London’s preparation has just enough nuance to pull in guests who didn’t necessarily go to Chubby Fish thinking they would order tilefish, while allowing the fish to shine. Marhefka would surely approve of the technique. 

In fact, London and Marhefka have developed a streamlined system that works because they share the same values when it comes to catching and cooking fish. 

Fish that are taken out of the water are handled with care and used with a purpose.  

“It really pains me to have any part of the fish go in the trash,” London said. “Even the bones, we try to do something with them. So like our oyster sauce here is a smoked tuna bone, and we make a sauce out of that. And that’s what dresses our oysters.” 

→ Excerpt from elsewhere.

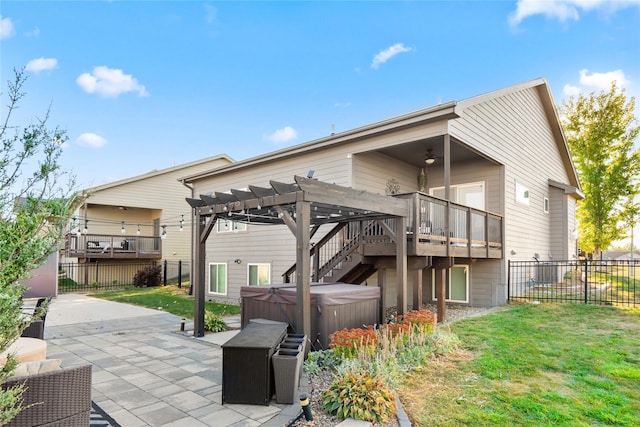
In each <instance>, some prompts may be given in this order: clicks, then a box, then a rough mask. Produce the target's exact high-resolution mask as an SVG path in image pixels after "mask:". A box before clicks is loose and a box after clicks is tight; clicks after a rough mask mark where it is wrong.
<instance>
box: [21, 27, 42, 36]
mask: <svg viewBox="0 0 640 427" xmlns="http://www.w3.org/2000/svg"><path fill="white" fill-rule="evenodd" d="M24 35H25V36H27V37H38V36H39V35H40V28H38V27H36V28H34V29H33V30H32V31H27V32H26V33H24Z"/></svg>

“You honor that fish because he gave his life to give you life,” added Marhefka. “And that’s important to me.” 

The market

Between 10 and 20 types of fish — such as black bass, vermilion red snapper, flounder, grouper, tuna and swordfish — are available at Abundant Seafood’s North Charleston storefront, open noon-6 p.m. daily.

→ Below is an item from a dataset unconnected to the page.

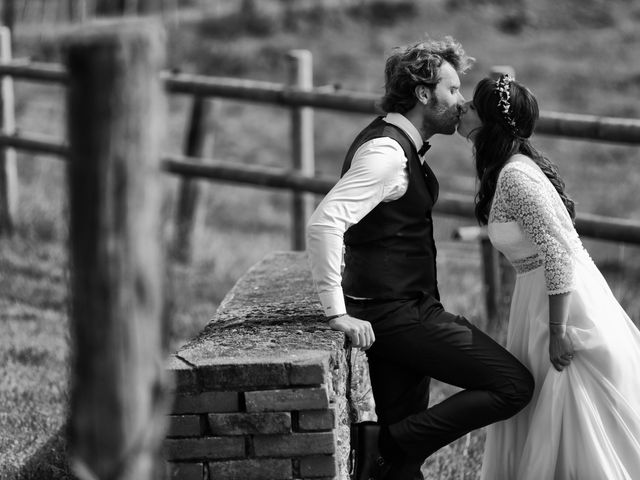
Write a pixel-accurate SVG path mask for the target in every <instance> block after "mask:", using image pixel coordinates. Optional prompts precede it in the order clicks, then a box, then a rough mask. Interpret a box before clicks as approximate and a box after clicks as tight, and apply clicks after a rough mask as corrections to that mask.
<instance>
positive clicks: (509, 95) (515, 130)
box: [496, 73, 518, 136]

The market offers the chance to order sought-after seafood staples, or curious patrons can dip into the Abundant Seafood fish that pique the interest of London and other area chefs.

“It is a bit of a food desert somewhat, so we’re trying to go and make it more into a market where (when) you come in, you have everything that you want,” Marhefka said. “For the most part, I try to hire people who are involved in food and bev so they can go and sort of help navigate a customer for a dinner, and we can point and say, ‘That’s what you want to go and get off the shelf and have with this.’ ”

Those shelves are stocked with Keegan-Filion Farm meats, Sean Brock’s Jimmy Red cornbread mix, Rio Bertolini’s pasta, Marsh Hen Mill grits, Life Raft Treats and even products from Smithey Ironware, a North Charleston-based cookware company.

When ordering, Marhefka encourages customers to try unfamiliar fish like pomfret, a meaty bycatch of the swordfish fishery that he recently started pulling into the Amy Marie.

Fish like mackerel, triggerfish and monkfish were once undervalued species that have become staples at local restaurants.

Who knows, you might just stumble upon the next big thing.